Несколько моих жизней: Воспоминания. Записные книжки. Переписка. Следственные дела
Шрифт:
Кампания физического истребления врагов народа началась на Колыме, и Зуев поспешно известил уполномоченного, что он, десятник, сделал такое страшное преступление перед государством, попросил троцкиста написать ему жалобу. Именно об этом шла речь в декабре 1938 года, когда меня арестовали на прииске и привезли в Ягодное к начальнику местного НКВД товарищу Смертину.
– Юрист?
– Юрист, гражданин начальник.
– Писал жалобы?
– Писал.
– За хлеб?
– И за хлеб, и так.
– В тюрьму его.
Но все это было через год, и только сейчас я думаю, что Зуев
Помню, все это время я стремился где-нибудь поработать еще: уборка, пилка дров за юшку или корку хлеба. На такую работу после 14 часов забоя было нацелено все мое тело, вся моя личность, в мобилизации всех физических и духовных сил. Иногда это удавалось – то на пекарне, то на уборке, хотя было безмерно тяжело. И после этого, добираясь до койки, я падал в мертвый сон на один-два часа до нового рабочего дня. Но и Зуев – это все уже на «верхних» этажах человеческой воли.
Работал я плохо с самого первого дня. И тогда, и сейчас считаю физическую работу проклятием человека, а принудительный физический труд и высшим оскорблением человека.
Конечно, для троцкиста были отменены всякие зачеты рабочих дней и прочие лагерные <премии>.
Сражение вчистую – кто устоит на ногах, кто умрет – знать каждому было дано, именно дано.
Насилие над чужой волей считал и сейчас считаю тягчайшим людским преступлением.
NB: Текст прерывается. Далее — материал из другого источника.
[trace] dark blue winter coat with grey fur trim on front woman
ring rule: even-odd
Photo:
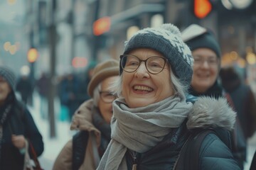
[[[205,106],[205,107],[201,107]],[[219,106],[219,108],[216,108]],[[162,142],[143,154],[126,152],[127,168],[137,164],[139,169],[174,169],[181,147],[193,130],[220,128],[228,133],[233,127],[233,113],[229,113],[227,103],[213,103],[209,98],[196,101],[193,113],[181,127],[175,128]],[[188,130],[189,129],[189,130]],[[226,136],[229,137],[229,136]],[[227,145],[215,134],[208,134],[203,140],[199,154],[200,169],[240,169]]]

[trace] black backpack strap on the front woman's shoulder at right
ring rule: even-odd
[[[174,169],[199,169],[200,148],[204,138],[209,133],[215,132],[213,130],[201,130],[200,132],[193,132],[188,137],[188,140],[186,140],[181,148],[176,164],[174,165]]]

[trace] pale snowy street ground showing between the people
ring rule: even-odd
[[[43,135],[43,141],[45,144],[45,150],[41,157],[39,157],[39,161],[41,162],[41,166],[43,169],[51,170],[53,168],[53,163],[55,158],[58,156],[60,149],[65,145],[68,140],[71,139],[74,132],[70,131],[70,123],[68,122],[61,122],[58,120],[58,115],[55,115],[56,118],[56,137],[50,139],[50,129],[49,123],[47,120],[42,120],[40,116],[40,98],[37,93],[34,93],[34,102],[33,107],[30,107],[31,114],[40,130],[41,134]],[[59,106],[58,100],[55,103],[56,113],[58,113]],[[247,148],[247,163],[245,164],[245,170],[250,169],[250,162],[252,160],[253,154],[256,150],[256,134],[248,141],[248,148]]]

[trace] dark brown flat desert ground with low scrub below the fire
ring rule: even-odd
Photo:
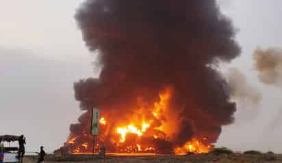
[[[37,156],[27,156],[24,163],[36,162]],[[282,162],[282,154],[274,153],[200,153],[191,155],[107,155],[105,159],[98,159],[95,155],[76,155],[67,160],[55,158],[54,155],[47,155],[44,163],[263,163]]]

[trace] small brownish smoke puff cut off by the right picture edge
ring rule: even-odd
[[[257,48],[253,52],[255,70],[259,80],[266,85],[282,87],[282,50],[281,48]]]

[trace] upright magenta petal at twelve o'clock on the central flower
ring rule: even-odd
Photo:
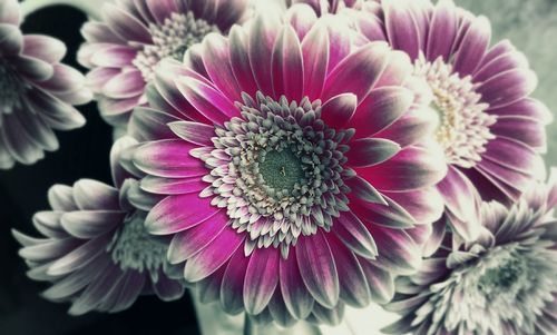
[[[278,35],[272,57],[273,90],[275,97],[285,96],[300,101],[304,89],[304,68],[300,40],[290,26]]]

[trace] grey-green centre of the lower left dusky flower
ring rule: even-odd
[[[166,258],[167,246],[156,240],[144,227],[145,216],[134,214],[115,235],[107,247],[113,259],[121,269],[134,269],[143,273],[147,269],[157,274]]]

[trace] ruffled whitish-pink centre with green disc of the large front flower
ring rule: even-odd
[[[286,258],[300,235],[329,230],[348,210],[343,144],[354,130],[329,128],[319,100],[243,98],[236,104],[242,117],[215,128],[215,148],[190,152],[212,168],[203,179],[212,186],[202,196],[227,208],[233,228],[247,231],[246,255],[274,246]]]

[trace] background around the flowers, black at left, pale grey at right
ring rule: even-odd
[[[260,0],[267,2],[272,0]],[[456,0],[475,13],[487,16],[494,40],[508,38],[521,49],[539,76],[535,96],[557,110],[557,1],[556,0]],[[76,51],[81,43],[79,28],[86,20],[66,7],[45,9],[27,18],[26,33],[57,37],[68,46],[66,62],[78,67]],[[43,300],[47,286],[26,277],[27,267],[18,257],[18,245],[10,229],[35,235],[31,217],[48,209],[47,190],[53,184],[71,185],[79,178],[110,183],[108,152],[111,129],[98,116],[95,104],[79,108],[88,124],[85,128],[60,132],[61,148],[38,164],[0,171],[0,334],[1,335],[155,335],[199,334],[190,298],[162,303],[140,298],[129,311],[117,315],[90,314],[70,317],[68,305]],[[557,122],[548,128],[548,165],[557,165]],[[350,311],[349,325],[324,328],[325,334],[379,335],[379,328],[395,316],[379,307]]]

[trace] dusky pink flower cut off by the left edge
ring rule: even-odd
[[[85,125],[71,105],[86,104],[91,93],[84,77],[60,63],[66,46],[51,37],[22,35],[17,0],[0,0],[0,169],[16,161],[30,165],[55,151],[53,129]]]

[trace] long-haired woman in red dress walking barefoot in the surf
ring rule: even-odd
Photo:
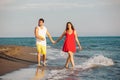
[[[64,36],[66,38],[65,38],[62,50],[64,52],[68,53],[68,58],[66,60],[65,67],[68,68],[69,63],[71,62],[72,68],[74,68],[75,64],[74,64],[73,55],[76,52],[76,42],[77,42],[80,50],[82,50],[82,47],[81,47],[80,42],[78,40],[76,30],[74,29],[74,26],[72,25],[71,22],[67,22],[67,24],[66,24],[66,30],[58,38],[58,40],[56,41],[56,43],[59,42]]]

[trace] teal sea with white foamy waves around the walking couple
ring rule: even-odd
[[[56,39],[57,37],[54,37],[54,40]],[[54,69],[65,64],[67,53],[61,52],[64,39],[53,45],[47,38],[47,65],[52,66],[50,70],[38,69],[36,64],[0,78],[2,80],[120,80],[120,37],[79,37],[79,40],[83,50],[77,49],[74,55],[76,64],[74,70]],[[0,45],[35,47],[35,38],[0,38]]]

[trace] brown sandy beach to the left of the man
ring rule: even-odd
[[[6,45],[0,46],[0,75],[37,63],[36,48]]]

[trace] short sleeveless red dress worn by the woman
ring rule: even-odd
[[[72,32],[72,34],[69,34],[67,31],[66,31],[66,38],[65,38],[65,41],[64,41],[64,45],[63,45],[63,51],[64,52],[68,52],[68,51],[71,51],[71,52],[76,52],[76,42],[75,42],[75,34],[74,34],[74,31]]]

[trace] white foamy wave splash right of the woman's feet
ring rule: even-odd
[[[77,67],[81,67],[82,69],[88,69],[88,68],[93,68],[97,66],[112,66],[112,65],[114,65],[114,62],[112,59],[107,58],[103,55],[96,55],[91,57],[82,65]]]

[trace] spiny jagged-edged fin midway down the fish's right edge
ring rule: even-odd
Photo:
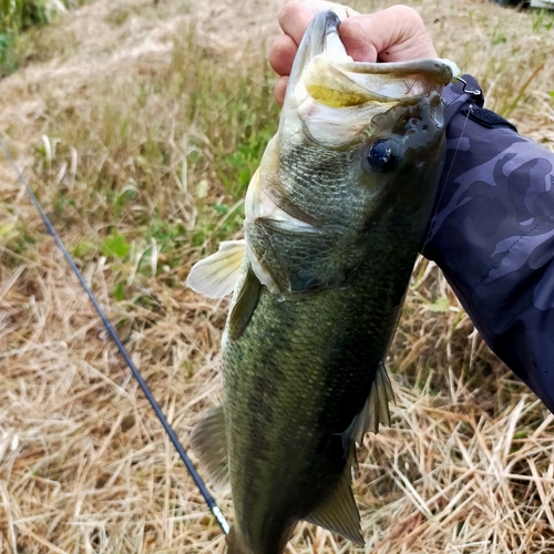
[[[366,404],[342,433],[342,444],[345,448],[349,441],[356,441],[358,444],[361,444],[363,435],[368,431],[377,434],[379,432],[379,423],[390,425],[390,401],[394,401],[394,391],[392,390],[384,363],[380,361]]]

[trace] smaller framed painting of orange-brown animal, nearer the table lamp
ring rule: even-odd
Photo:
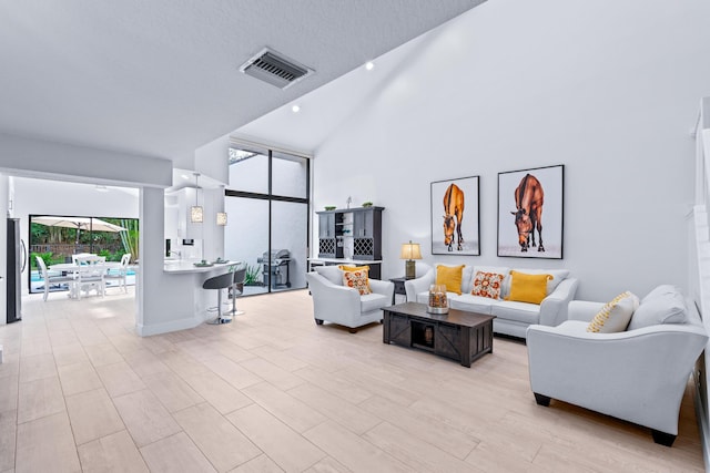
[[[478,176],[432,183],[432,255],[480,255]]]

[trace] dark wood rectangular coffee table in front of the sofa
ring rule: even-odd
[[[385,307],[384,343],[432,351],[460,361],[467,368],[493,352],[495,316],[449,309],[448,313],[426,311],[426,305],[405,302]]]

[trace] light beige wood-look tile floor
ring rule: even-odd
[[[536,405],[519,341],[496,338],[467,369],[385,346],[379,325],[317,327],[307,291],[148,338],[132,295],[23,305],[0,326],[0,472],[703,471],[690,384],[668,449]]]

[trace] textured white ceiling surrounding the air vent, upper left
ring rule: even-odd
[[[0,132],[191,168],[197,147],[481,1],[0,2]],[[264,47],[316,73],[287,90],[240,73]]]

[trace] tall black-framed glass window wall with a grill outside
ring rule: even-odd
[[[308,158],[246,146],[230,150],[224,250],[226,258],[246,264],[245,295],[306,286],[308,195]]]

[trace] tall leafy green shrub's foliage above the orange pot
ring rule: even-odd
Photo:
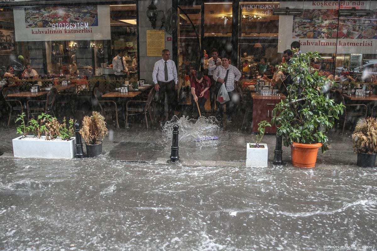
[[[281,70],[290,74],[291,84],[287,86],[287,97],[276,104],[271,122],[277,126],[277,135],[282,136],[285,146],[293,142],[322,143],[325,152],[328,149],[325,133],[333,128],[345,106],[326,95],[335,83],[310,66],[310,61],[316,58],[318,52],[301,53],[282,64]]]

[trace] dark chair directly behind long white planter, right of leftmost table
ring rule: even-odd
[[[58,94],[58,90],[54,87],[49,90],[47,93],[47,97],[45,100],[28,100],[26,102],[26,108],[28,110],[28,120],[30,119],[30,114],[39,114],[39,113],[51,113],[55,117],[54,113],[54,103],[56,100],[56,96]]]

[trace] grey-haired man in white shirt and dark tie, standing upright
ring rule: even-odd
[[[169,120],[174,115],[176,105],[176,90],[178,88],[178,74],[175,62],[170,60],[170,51],[167,49],[162,50],[162,59],[155,63],[153,67],[153,83],[155,83],[157,108],[159,119],[157,122],[163,122],[165,116],[165,93],[167,95],[167,105]]]

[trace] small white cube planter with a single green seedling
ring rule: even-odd
[[[262,138],[267,126],[271,126],[266,120],[258,123],[258,134],[255,143],[247,143],[246,145],[246,166],[247,167],[267,167],[268,147],[262,144]]]

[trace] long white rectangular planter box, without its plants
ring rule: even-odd
[[[74,158],[76,155],[76,138],[71,140],[46,140],[45,136],[40,139],[34,136],[22,136],[14,138],[13,155],[20,158]],[[44,140],[42,140],[44,138]]]

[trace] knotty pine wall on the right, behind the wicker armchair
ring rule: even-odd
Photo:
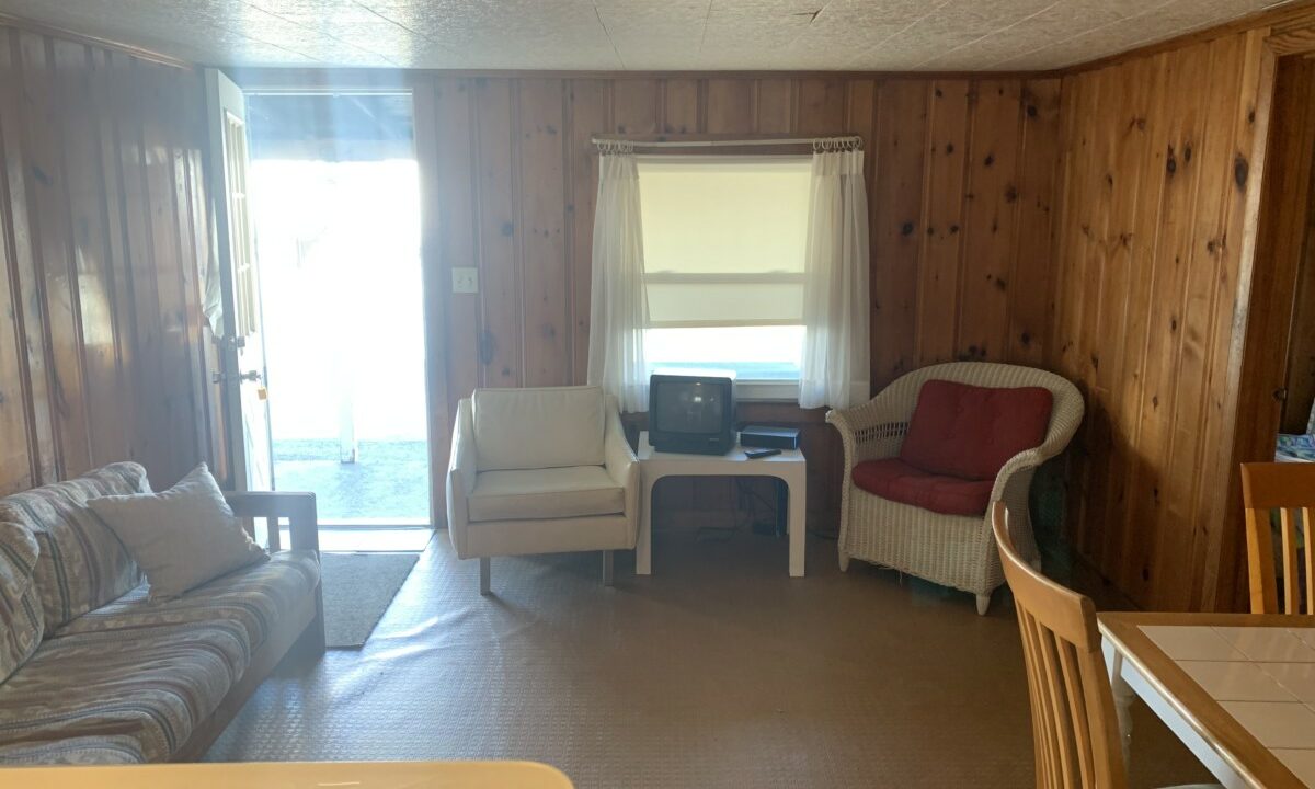
[[[1264,33],[1064,78],[1048,364],[1088,401],[1077,550],[1151,609],[1231,608],[1218,576]],[[1260,118],[1260,120],[1257,120]],[[1231,583],[1231,580],[1230,580]]]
Поэтому и не был я никогда бригадиром, ибо лагерный бригадир – это убийца, тот человек, та физическая личность, с помощью которой государство убивает своих врагов.
Вот этот скопленный за 38-й год опыт был опытом органическим, вроде безусловного рефлекса. Арестант на предложение «давай» отвечает всеми мускулами – нет. Это есть и физическое, и духовное сопротивление. Государство и человек встречаются лицом к лицу на дорожке золотого забоя в наиболее яркой, открытой форме, без художников, литераторов, философов и экономистов, без историков.
Иногда всколыхнется какое-то чувство: как быстро я ослабел. Но ведь так же ослабели и мои товарищи вокруг, у меня не было с кем сравнивать. Я помню, что меня куда-то ведут, выводят, толкают, бьют прикладом, сапогом, я ползу куда-то, бреду, толкаясь в такой же толпе обмороженных, голодных оборванцев. Это зима и весна 1938 года. С весны 1938 года по всей Колыме, особенно на севере, в «Партизане», шли расстрелы.
Какая-то паническая боязнь оказать нам какую-то помощь, бросить корку хлеба.
Даже и сейчас пишут тома воспоминаний – я расстреливал и уничтожал тех, кто соприкасался с дыханием смертного ветра, уничтожавшего по приказу Сталина троцкистов, которые не были троцкистами, а были только антисталинистами, да и антисталинистами не были – Тухачевский, Крыленко. У самих-то троцкистов ведь не было никакой вины.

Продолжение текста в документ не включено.